You usually choose \(\gamma < 1\) but close to 1 so the learning rate decreases slowly.

\[ \eta_{t} = \eta_{\min} + \frac{1}{2}(\eta_{\max} - \eta_{\min}) \left(1 + \cos\left(\frac{t \pi}{T_{\max}}\right)\right) \]
  • \(\eta_{t}\): learning rate of the current epoch
  • \(t\): the current epoch
  • \(\eta_{\max}\): the maximum (initial) learning rate
  • \(\eta_{\min}\): the minimum (final) learning rate
  • \(T_{\max}\): the total number of epochs for one cosine cycle

Info

At the start (\(t = 0\)), the learning rate is at its maximum. As training progresses, the cosine function smoothly reduces the learning rate until it reaches \(\eta_{\min}\) at \(t = T\).

If metric does not improve for \(\text{patience}\) epochs:

\[ \eta_{\text{new}} = \eta_{\text{old}} \times \text{factor} \]
  • \(\eta_{\text{new}}\): the new learning rate
  • \(\eta_{\text{old}}\): previous learning rate
  • \(\text{factor}\): multiplier < 1 (e.g., 0.1)
  • \(\text{patience}\): epochs without improvement

Example

import torch.optim as optim

model = ...
optimizer = optim.AdamW(model.parameters(), lr=1e-3, weight_decay=0.01)
scheduler = optim.lr_scheduler.ExponentialLR(optimizer, gamma=0.9)

for epoch in range(n_epochs):
    for X_batch, y_batch in train_loader:
        ...  # The rest of the training loop

    scheduler.step()
import torch.optim as optim

model = ...
optimizer = optim.AdamW(model.parameters(), lr=1e-3, weight_decay=0.01)
scheduler = optim.lr_scheduler.CosineAnnealingLR(optimizer, T_max=20, eta_min=1e-3)

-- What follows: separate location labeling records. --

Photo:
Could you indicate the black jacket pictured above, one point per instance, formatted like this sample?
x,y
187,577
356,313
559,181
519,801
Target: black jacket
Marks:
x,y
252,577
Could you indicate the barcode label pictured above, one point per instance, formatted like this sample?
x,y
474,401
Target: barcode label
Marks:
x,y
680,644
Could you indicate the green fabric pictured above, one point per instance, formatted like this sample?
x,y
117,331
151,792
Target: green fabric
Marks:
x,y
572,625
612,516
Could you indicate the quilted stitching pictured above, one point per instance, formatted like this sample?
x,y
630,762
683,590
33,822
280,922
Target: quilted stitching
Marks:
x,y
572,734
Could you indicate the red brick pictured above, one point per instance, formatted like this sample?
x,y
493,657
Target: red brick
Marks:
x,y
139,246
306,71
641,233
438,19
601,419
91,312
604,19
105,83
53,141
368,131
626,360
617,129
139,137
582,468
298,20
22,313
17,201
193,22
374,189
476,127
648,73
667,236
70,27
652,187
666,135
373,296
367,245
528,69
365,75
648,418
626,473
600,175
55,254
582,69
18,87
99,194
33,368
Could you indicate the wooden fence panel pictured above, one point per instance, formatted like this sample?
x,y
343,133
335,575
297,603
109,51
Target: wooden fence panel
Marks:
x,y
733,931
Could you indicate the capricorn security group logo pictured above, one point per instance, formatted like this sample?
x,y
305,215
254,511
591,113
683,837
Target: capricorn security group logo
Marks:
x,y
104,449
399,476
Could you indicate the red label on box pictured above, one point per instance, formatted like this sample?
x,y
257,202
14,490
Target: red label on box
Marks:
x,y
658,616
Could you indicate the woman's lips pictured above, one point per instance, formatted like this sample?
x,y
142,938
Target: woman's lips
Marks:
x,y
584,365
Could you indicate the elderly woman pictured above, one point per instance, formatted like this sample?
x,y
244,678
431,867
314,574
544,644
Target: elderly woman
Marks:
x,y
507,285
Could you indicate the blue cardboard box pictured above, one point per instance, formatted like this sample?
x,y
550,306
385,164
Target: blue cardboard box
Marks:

for epoch in range(n_epochs):
    for X_batch, y_batch in train_loader:
        ...  # The rest of the training loop

    scheduler.step()

Info

Cosine annealing needs \(T_{\max}\) and \(\eta_{\min}\), and it's difficult to predict the right training length. So many people prefer performance–driven LR schedulers instead.

import torch
import torch.optim as optim
import torchmetrics
from torch.utils.data import DataLoader

# =========================
# Init
# =====
torch.manual_seed(42)
device = torch.device("cuda" if torch.cuda.is_available() else "cpu")

# =========================
# Load Data
# =====
train_loader = DataLoader(...)
valid_loader = DataLoader(...)

# =========================
# Model
# =====
model = ...

# =========================
# Evaluation Function
# =====
def evaluate_func(model, data_loader, metric):
    model.eval()
    metric.reset()  # Reset the metric at the beginning

    with torch.no_grad():
        for X_batch, y_batch in data_loader:
            X_batch = X_batch.to(device)
            y_batch = y_batch.to(device)

            y_pred = model(X_batch)
            metric.update(y_pred, y_batch)  # Update at each iteration

    return metric.compute()  # Compute the final result at the end

# =========================
# Training Loop
# =====
model.train()
optimizer = optim.AdamW(model.parameters(), lr=1e-3, weight_decay=0.01)
scheduler = optim.lr_scheduler.ReduceLROnPlateau(optimizer, mode="max", patience=2, factor=0.1)
accuracy_metric = torchmetrics.Accuracy(task="multiclass", num_classes=10).to(device)
n_epochs = 20

for epoch in range(n_epochs):
    for X_batch, y_batch in train_loader:
        ...  # The rest of the training loop

    val_metric = evaluate_func(model, valid_loader, accuracy_metric).item()
    scheduler.step(val_metric)

Info

Hyperparameters:

  • mode: Use max when the metric should increase (e.g., accuracy); use min when it should decrease (e.g., loss).
  • patience: How many epochs to wait without improvement before lowering the learning rate.
  • factor: The multiplier applied to reduce the learning rate when no improvement is seen.
import torch.optim as optim

model = ...
optimizer = optim.AdamW(model.parameters(), lr=1e-3, weight_decay=0.01)
n_epochs = 20
scheduler = optim.lr_scheduler.OneCycleLR(
    optimizer,
    max_lr=0.01,
    epochs=n_epochs,
    steps_per_epoch=len(train_loader),
    pct_start=0.3,  # 30% of steps for warm-up
)

for epoch in range(n_epochs):
    for X_batch, y_batch in train_loader:
        ...  # The rest of the training loop
        scheduler.step()  # Note: 1cycle scheduling is usually applied per batch/step, not per epoch!

Info

Hyperparameters:

  • max_lr: The highest learning rate in the cycle.
  • total_steps: The total number of steps/iterations in the training run. This is crucial for defining the cycle length.
  • pct_start: The percentage of the total steps used for the warm-up phase (increasing \(\eta\)).